En el caso de las medidas de seguridad privativas de libertad, aplicables a inimputables y semiimputables, el Legislador español ha acudido al límite máximo que supone el tiempo que habría durado la pena privativa de libertad que se hubiera impuesto al sujeto de no haber concurrido la causa de inimputabilidad completa o incompleta (arts. 101 y ss. CP). Es loable el objetivo perseguido con esta decisión pero, en aras de la salvaguarda de la seguridad jurídica, se confunden fundamento y fines de medidas de seguridad y penas: es posible que el tiempo así determinado se agote y permanezca la causa de la peligrosidad del sujeto. Por otra parte, tras la reforma por LO 1/2015, de 30 de marzo, la inclusión de la pena de prisión permanente revisable nos lleva al otro extremo, ya que dicha previsión implica la posibilidad de aplicar una medida de seguridad que suponga la privación de libertad de por vida.

En cuanto a la naturaleza de la medida de seguridad que finalmente se imponga, el modelo adoptado por el Código penal supone que las medidas privativas de libertad queden reservadas para aquellos casos en que al sujeto le hubiera correspondido una pena también privativa de libertad (arts. 101 y ss. CP).

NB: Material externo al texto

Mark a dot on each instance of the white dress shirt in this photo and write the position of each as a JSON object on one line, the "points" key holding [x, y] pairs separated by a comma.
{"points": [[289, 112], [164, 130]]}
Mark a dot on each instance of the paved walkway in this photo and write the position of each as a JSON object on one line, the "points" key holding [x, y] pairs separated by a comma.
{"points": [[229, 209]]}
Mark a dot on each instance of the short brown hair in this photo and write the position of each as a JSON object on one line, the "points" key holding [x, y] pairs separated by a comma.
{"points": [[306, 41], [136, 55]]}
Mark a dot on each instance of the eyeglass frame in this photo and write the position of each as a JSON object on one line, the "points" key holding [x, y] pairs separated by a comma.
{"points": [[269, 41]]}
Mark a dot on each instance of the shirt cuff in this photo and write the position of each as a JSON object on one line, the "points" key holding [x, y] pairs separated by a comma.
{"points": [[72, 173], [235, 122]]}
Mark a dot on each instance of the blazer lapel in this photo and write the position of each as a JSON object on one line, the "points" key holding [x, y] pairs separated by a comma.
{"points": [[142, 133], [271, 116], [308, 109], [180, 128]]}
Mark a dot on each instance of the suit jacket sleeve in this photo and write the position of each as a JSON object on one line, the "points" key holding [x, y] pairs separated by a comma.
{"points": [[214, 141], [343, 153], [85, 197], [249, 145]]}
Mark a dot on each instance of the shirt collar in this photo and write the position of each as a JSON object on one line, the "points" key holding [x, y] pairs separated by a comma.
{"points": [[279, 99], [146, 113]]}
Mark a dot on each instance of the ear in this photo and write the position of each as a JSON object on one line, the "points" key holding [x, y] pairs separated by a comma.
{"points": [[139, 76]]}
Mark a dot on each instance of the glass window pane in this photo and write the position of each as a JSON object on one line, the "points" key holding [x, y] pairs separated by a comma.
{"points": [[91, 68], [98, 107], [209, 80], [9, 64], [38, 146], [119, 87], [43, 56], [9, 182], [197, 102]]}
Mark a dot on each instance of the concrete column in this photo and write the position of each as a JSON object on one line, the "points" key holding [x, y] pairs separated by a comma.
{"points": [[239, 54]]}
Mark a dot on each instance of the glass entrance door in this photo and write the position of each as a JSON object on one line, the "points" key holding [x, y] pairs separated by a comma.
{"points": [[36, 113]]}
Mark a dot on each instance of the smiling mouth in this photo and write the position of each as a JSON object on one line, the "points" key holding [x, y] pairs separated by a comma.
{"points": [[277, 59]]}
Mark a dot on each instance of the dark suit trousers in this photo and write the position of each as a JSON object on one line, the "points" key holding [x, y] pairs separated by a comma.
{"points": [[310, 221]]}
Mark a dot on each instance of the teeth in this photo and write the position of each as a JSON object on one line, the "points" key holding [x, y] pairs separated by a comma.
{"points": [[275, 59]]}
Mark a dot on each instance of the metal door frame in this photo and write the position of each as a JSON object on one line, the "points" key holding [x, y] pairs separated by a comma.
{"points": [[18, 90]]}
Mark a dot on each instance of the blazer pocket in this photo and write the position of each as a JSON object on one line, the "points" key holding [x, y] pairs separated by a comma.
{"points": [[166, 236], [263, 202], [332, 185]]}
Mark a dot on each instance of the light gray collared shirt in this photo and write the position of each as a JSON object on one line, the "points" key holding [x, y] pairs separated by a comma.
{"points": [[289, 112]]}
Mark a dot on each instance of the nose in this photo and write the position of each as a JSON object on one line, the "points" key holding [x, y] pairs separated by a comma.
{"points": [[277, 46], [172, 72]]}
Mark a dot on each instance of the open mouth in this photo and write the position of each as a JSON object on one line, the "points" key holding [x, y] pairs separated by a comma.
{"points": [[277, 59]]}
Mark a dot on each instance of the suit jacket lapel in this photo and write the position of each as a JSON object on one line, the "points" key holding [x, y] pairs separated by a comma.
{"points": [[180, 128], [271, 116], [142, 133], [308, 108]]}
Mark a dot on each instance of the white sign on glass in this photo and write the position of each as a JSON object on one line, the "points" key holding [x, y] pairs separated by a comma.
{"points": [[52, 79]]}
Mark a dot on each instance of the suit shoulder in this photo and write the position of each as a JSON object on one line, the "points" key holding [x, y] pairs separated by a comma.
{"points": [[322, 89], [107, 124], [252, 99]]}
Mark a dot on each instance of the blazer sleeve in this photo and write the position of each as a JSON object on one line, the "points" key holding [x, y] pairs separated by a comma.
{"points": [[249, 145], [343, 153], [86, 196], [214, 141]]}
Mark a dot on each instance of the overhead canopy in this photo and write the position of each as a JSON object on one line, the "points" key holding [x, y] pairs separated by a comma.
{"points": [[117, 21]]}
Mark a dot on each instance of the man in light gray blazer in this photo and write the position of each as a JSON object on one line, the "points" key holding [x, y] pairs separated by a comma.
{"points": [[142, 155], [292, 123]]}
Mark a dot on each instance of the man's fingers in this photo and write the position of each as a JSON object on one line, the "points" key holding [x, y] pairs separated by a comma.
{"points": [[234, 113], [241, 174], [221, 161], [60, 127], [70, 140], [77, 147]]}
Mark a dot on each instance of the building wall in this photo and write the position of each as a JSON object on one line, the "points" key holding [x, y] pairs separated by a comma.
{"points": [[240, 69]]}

B.4. Tipología de las medidas de seguridad y reinserción social (remisión)

Existen medidas de seguridad privativas y no privativas de libertad. Entre las primeras, el internamiento en centros médicos o de deshabituación, entre las segundas, el tratamiento ambulatorio o determinadas prohibiciones y obligaciones. De nuevo nos remitimos a la tercera parte del Curso, lección 34, para su tratamiento específico.